Heatstroke induced delusions… Medicine… the 600's.
His back seemed as broad as the Sahara and she could feel the hard ridges of his ribs beneath her wrists. Every sway and shift of his body created a fresh awareness of the columns of sinew running up his spine and of the broad, smooth fans of muscles that stretched out to his shoulders.
After a while she decided that even monosyllabic conversation was preferable to dwelling on the intimate details of how his muscular male body differed from her own.
Comparative anatomy… Zoology… Mammalia… 599.
"Where the devil are we?" she asked, squinting first at one side of the landscape and then at the other.
Rocks. Hardpacked red and brown earth with the snowcapped Atlas Mountains in the background. The occasional stand of scruffy palms and parched grasses, and a sky as blue as polished turquoise.

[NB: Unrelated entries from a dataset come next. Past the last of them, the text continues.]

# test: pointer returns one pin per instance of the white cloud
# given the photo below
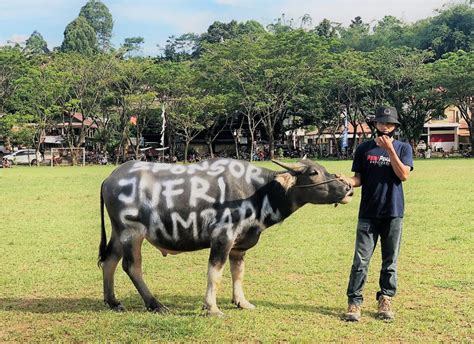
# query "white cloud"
(180, 19)
(342, 11)
(14, 39)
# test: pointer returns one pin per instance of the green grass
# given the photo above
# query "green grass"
(51, 288)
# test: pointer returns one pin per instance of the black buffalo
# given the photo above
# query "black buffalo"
(221, 204)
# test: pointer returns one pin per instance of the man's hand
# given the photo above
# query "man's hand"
(385, 142)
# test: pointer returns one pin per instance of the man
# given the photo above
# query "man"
(380, 166)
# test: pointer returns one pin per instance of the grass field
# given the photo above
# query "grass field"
(51, 288)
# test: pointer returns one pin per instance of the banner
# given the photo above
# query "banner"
(163, 125)
(345, 138)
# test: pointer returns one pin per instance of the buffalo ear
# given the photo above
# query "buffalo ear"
(294, 168)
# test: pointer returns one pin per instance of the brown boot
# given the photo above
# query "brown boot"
(385, 309)
(353, 313)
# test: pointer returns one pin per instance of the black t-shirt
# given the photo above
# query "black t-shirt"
(382, 190)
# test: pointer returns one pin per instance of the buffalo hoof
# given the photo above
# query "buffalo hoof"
(217, 314)
(115, 306)
(212, 313)
(244, 304)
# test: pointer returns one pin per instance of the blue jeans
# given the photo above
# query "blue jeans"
(368, 231)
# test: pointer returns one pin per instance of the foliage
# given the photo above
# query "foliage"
(296, 275)
(80, 37)
(99, 18)
(36, 44)
(12, 65)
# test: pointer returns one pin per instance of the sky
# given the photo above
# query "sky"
(156, 20)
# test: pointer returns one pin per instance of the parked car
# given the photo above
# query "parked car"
(24, 157)
(3, 150)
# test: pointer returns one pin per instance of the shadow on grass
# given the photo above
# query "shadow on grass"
(179, 305)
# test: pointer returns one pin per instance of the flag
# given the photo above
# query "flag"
(345, 137)
(163, 125)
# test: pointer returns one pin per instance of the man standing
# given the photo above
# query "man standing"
(380, 166)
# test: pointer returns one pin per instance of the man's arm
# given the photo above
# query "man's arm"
(356, 180)
(401, 170)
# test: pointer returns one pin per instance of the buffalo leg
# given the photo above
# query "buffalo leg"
(132, 264)
(109, 265)
(217, 259)
(237, 268)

"Taking an alternate route."
"To where? The back of 'beyond?'"
"Marrakech."
She absorbed that for a moment.
"Well, where is Haffe? He has my bags."
"He'll catch up."
"How will he know where we are?"
He nodded to the open landscape. "We're the only thing out here."
After a while, he headed for one of the larger stands of palm trees, and as they stopped in the meager shade, he peeled her hands from his waist.

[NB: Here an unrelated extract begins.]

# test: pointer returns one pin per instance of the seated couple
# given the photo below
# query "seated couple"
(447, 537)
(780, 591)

"Climb down and stretch your legs."
She swayed first one direction, then another, trying to decide how to dismount. That mixed effort merely sent her sliding down one side.

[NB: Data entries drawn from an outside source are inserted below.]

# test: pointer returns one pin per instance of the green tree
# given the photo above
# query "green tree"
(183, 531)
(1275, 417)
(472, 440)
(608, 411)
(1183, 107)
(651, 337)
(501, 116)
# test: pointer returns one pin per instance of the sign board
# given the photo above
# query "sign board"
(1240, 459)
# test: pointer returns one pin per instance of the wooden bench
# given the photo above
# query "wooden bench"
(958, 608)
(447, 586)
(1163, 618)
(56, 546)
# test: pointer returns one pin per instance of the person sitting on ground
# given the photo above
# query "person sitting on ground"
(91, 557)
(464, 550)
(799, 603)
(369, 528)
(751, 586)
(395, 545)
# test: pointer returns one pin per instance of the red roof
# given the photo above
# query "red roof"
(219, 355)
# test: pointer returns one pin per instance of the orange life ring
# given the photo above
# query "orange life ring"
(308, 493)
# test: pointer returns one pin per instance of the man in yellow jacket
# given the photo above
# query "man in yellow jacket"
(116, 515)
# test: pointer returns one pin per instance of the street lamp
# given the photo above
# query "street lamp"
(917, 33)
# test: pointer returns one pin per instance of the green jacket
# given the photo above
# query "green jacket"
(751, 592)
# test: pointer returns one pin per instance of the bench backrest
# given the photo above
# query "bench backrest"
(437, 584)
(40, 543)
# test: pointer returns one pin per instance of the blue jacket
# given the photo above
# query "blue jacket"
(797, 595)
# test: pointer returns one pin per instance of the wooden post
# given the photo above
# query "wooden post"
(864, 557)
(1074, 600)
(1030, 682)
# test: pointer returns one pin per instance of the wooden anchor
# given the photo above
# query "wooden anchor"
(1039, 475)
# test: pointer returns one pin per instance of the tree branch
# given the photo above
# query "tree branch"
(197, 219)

"Whoa!" Before he could reach out a hand to help, she landed flat on her rear on the hardpacked dirt.
"Oh—ow—ohhh.
Blessit
!" She sat for a minute biting her lip and letting the pain wash through her. Her legs defied all orders. She finally propped them up manually and made two tries before successfully rolling onto her hands and knees. He swung down from the horse and hauled her onto her feet.